A young Catholic from Beira was featured on the Jesuit Conference’s newsletter, Raul Chacuamba, who said the situation was not good – it was critical.

“Many people are still with no food and water and it’s dangerous,” he said.

“It will take some time to rebuild and return to normalcy.

“Our churches have been greatly damaged, in one parish a big wall came down and broke all the benches, the church is now totally destroyed. 

“At our parish in Matacuane, a very big tree which we used to decorate during Christmas fell down and the Church is damaged.”

Feeding thousands: Workers offload food aid from a South African National Defence Force helicopter in the aftermath of Cyclone Idai near Beira, Mozambique.

Rita Farriya lost her house in the cyclone.

“Our house is gone, it is destroyed. Our clothes are gone, everything is gone,” the mother of two said.

She, like thousands of others, fled to a primary school where Caritas was helping.

“On the day of the floods, we came here,” she said. 

“There’s nothing to eat, nowhere to sleep. It is sad here.”

But hope was always there.

Caritas has distributed food to 1640 families in Beira and in the city of Chimoio, Caritas set up a model shelter using 500 tarps.

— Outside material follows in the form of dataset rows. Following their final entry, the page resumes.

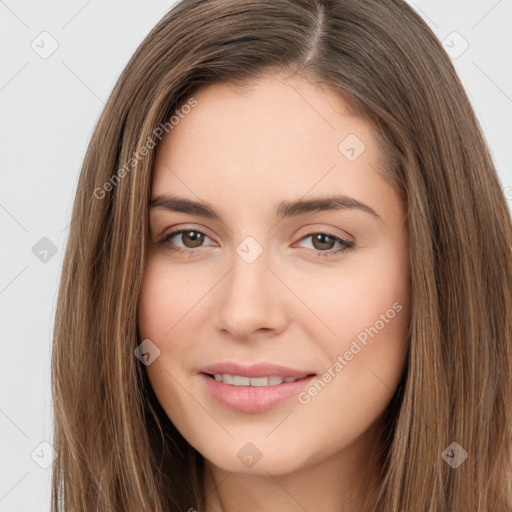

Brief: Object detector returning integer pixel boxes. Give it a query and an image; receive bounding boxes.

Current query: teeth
[214,373,299,387]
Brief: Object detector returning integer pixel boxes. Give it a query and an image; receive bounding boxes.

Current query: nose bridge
[212,237,284,338]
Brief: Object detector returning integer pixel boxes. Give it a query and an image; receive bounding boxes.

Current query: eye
[156,229,354,258]
[294,232,354,258]
[157,229,211,254]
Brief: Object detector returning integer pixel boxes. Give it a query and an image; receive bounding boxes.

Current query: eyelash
[156,229,354,258]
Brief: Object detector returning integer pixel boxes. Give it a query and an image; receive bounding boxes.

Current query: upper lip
[199,362,315,379]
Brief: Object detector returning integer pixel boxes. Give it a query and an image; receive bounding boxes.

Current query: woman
[52,0,512,512]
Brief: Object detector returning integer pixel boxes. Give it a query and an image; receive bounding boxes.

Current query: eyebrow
[149,194,382,221]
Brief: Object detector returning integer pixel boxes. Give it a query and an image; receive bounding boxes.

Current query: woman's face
[139,75,410,475]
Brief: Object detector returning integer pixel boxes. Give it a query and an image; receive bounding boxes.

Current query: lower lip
[200,373,316,412]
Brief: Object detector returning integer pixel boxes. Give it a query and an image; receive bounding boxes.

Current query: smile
[209,373,306,387]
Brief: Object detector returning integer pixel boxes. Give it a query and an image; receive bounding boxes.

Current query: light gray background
[0,0,512,512]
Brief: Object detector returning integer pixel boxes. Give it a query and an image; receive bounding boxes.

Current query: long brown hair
[52,0,512,512]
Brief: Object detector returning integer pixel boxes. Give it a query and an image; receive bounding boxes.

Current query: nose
[215,245,289,341]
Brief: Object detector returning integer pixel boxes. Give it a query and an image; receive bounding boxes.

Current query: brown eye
[158,229,210,253]
[300,232,355,258]
[311,233,336,251]
[181,231,204,248]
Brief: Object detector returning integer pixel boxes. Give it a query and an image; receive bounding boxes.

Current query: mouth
[197,371,317,413]
[204,373,314,387]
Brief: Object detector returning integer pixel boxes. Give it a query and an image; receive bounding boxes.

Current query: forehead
[152,75,394,220]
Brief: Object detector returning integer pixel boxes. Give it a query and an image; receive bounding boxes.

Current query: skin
[139,74,410,512]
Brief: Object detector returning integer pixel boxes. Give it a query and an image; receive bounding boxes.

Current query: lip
[198,362,315,379]
[198,363,316,413]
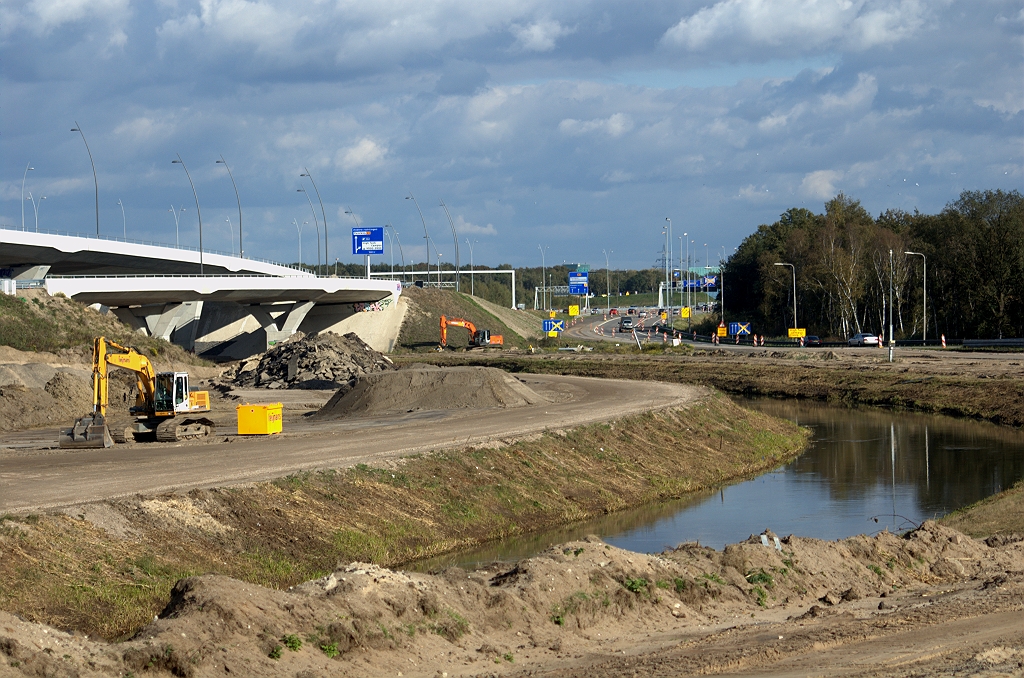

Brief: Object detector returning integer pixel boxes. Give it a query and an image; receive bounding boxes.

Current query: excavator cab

Beira Bishop Claudio dalla Zuanna said the church was determined to carry on.

“We can’t only cry about the church (in Beira) that fell; but we have to look ahead,” he said.

“In this devastation, we must look at how to rebuild in this area. 

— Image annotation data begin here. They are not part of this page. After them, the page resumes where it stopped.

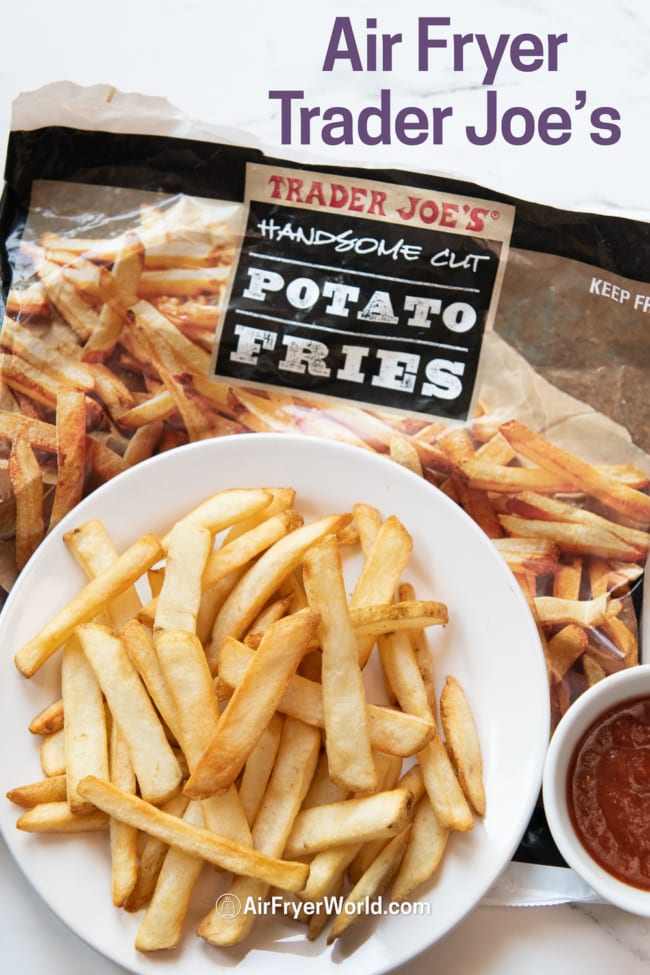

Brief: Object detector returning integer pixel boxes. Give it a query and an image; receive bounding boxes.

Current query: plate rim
[0,432,550,975]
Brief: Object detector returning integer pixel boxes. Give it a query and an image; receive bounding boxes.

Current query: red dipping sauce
[567,697,650,890]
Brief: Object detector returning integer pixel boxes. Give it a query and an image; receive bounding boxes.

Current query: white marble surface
[0,0,650,975]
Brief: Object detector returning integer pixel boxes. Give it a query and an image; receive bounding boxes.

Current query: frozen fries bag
[0,84,650,903]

“Providing seeds, helping people to replant; drilling wells for access to clean water close to home; building schools, or markets; Or improving access to these rural areas – in this way we can (help communities) to improve their lives.”

Fr Orobator also said he was encouraged by the level of humanitarian assistance and called on everyone to do what they could.

“Let us especially use this time of Lent to help those in need in Mozambique, Zimbabwe and Malawi in whatever means possible, as individuals, communities and organisations,” Fr Orobator said.

“Even the smallest of gestures can bring hope to those who have no reason to have any given these circumstances.”

Pope Francis led the way and donated $50,000 to each of the three affected countries, which would be distributed through the Dicastery for Promoting Integral Human Development.

It was also announced the pope would venture to Mozambique as part of an apostolic visit in early September this year.

The International Red Cross and Red Crescent Societies said the first cases of cholera were confirmed in Mozambique – but they were ready for it.

IFRC Beira head of operations Jamie LeSueur said aid organisations would have to move “extremely fast to stop these isolated cases from becoming another major disaster”.

“The Mozambique Red Cross and IFRC have been anticipating the danger of waterborne disease from the outset of this tragedy, and we are already very well-equipped to deal with it,” Mr LeSueur said.

WFP has already provided food assistance to more than 150,000 and will reach all 1.7 million people as soon as possible.